Saat ini, era yang semakin canggih telah menciptakan aplikasi yang membantu pengecekan plagiasi dari sebuah tulisan. Salah satu yang paling 'sadis' adalah Turtinin. Pengecekan dengan aplikasi ini menghasilkan tingkat plagiasi yang lebih tinggi dibanding hasil pengecekan dengan menggunakan aplikasi lain, seperti Plagiarism Checker. Perbedaannya lumayan jauh. 

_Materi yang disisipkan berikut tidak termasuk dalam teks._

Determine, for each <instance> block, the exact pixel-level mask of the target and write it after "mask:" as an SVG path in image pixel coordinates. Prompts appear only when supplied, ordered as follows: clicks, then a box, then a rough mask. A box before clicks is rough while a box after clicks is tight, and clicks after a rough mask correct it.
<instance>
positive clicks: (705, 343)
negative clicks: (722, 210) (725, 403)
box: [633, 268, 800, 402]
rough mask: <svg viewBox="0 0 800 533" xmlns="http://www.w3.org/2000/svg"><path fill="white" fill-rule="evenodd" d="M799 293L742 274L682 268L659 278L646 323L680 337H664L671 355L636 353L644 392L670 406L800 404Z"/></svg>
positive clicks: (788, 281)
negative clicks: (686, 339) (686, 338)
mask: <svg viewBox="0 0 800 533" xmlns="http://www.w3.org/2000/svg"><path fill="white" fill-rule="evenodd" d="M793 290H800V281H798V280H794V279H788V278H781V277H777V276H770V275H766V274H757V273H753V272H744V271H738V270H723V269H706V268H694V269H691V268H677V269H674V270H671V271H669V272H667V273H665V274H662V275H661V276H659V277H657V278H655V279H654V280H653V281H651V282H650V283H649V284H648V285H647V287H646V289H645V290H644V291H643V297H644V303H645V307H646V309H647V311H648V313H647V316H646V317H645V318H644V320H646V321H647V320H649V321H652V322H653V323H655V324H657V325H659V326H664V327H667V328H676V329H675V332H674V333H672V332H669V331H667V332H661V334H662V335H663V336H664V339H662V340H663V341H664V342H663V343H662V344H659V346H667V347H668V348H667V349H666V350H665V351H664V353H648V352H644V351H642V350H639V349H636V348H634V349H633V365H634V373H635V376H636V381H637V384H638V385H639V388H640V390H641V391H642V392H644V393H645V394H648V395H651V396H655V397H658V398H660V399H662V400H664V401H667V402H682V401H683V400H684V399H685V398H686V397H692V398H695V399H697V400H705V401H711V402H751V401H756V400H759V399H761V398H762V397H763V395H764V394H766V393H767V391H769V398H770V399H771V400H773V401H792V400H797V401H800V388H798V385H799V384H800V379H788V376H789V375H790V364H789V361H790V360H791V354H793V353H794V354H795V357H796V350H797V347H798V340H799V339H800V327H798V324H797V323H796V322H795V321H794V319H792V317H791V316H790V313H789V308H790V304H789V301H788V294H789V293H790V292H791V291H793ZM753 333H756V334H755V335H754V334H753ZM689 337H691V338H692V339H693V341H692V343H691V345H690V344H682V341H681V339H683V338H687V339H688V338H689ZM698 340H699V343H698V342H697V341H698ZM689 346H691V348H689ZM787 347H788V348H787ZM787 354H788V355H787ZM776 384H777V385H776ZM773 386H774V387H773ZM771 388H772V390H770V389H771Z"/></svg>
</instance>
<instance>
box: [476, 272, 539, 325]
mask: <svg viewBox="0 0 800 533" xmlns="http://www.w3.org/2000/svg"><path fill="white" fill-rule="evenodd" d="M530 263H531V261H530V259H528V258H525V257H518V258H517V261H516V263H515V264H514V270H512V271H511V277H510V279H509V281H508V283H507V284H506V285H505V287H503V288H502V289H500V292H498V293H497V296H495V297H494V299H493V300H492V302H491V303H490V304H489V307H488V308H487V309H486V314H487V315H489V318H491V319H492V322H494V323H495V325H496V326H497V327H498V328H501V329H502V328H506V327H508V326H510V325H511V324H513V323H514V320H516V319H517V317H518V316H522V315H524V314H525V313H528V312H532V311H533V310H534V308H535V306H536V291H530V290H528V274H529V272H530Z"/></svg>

Pada tulisan kali ini, saya mau fokus pada pemaknaan kalimat dalam tulisan. Misalnya, jika kita merangkai kalimat, upayakan agar kalimat tersebut nyambung dengan kalimat sebelumnya. Beberapa tips yang sekiranya perlu kita perhatikan untuk menghindari plagiasi:

  1. Pharaprase. Gunakan bahasa kita sendiri. Janganlah coba-coba untuk meng-copy-paste kalimat dari sumber apapun. Sebagai alternatifnya, kita dapat meng-kalimatkan kembali kalimat tersebut. Istilah umumnya adalah parafrase.
  2. Depth Read. Membaca mendalam. Menggali apa yang kita baca sampai kita benar-benar mengerti. 
  3. Understand. Cobalah untuk memahami kalimat demi kalimat yang sudah kita ketikkan. Jangan sampai Anda sendiri tidak paham. 
  4. Be brave to sounding our argument. Kalimat kita tidak mungkin sama seperti kalimat orang lain. Untuk itu, pakailah kalimat kita. Beranilah mengungkapkan argumen kita di dalam teks. 
Sedapat-dapatnya kita harus berupaya agar argumen kita yang menguasai isi artikel kita. Mengapa? Karena artikel akan dipublikasikan atas nama kita, jadi jangan takut untuk mengutarakan argumen kita. Hanya saja kita perlu membaca banyak sebelum berargumen.

Saya teringat pengalaman ketika belajar di bangku S2 kala itu. Kita disuruh membaca artikel jurnal sebanyak-banyaknya sebelum menulis tesis. Benarlah adanya. Sebelum berargumen kita perlu banyak membaca. Ini membantu kita untuk melakukan pemaknaan yang mendalam terhadap kalimat demi kalimat yang kita tulis. Iya, menghindari plagiasi. Seperti saya yang menulis pada moment ini pun saya mencoba untuk memaknainya sebegitu rupa sehingga saya memahaminya sebelum orang lain membacanya. 

Menulis dan meneliti membutuhkan investasi waktu yang sangat besar. Ini proses yang sangat panjang. Banyak sekali pengalaman para profesor yang jatuh bangun dalam proses ini. Namun karena ketekunan adalah kesukaan mereka maka gelar profesor bisa diraih. Seorang profesor dari Institut Pertanian Bogor (IPB), Bapak Muh. Firdaus pernah membagikan pengalamannya di forum Kuliah Umum Online (Kulon) Ekonometrika. Beliau sudah terbiasa dengan penolakan dari berbagai jurnal. Itu perjalanan awal. Biasa itu. Namun karena kecintaannya pada menulis dan meneliti maka beliau tidak berhenti saat mengalami penolakan demi penolakan. Beliau terus mencari tahu letak kesalahan yang membuat Editor Jurnal menolak artikelnya. 
Proses ketekunan inilah yang membuat beliau sarat dengan pengalaman.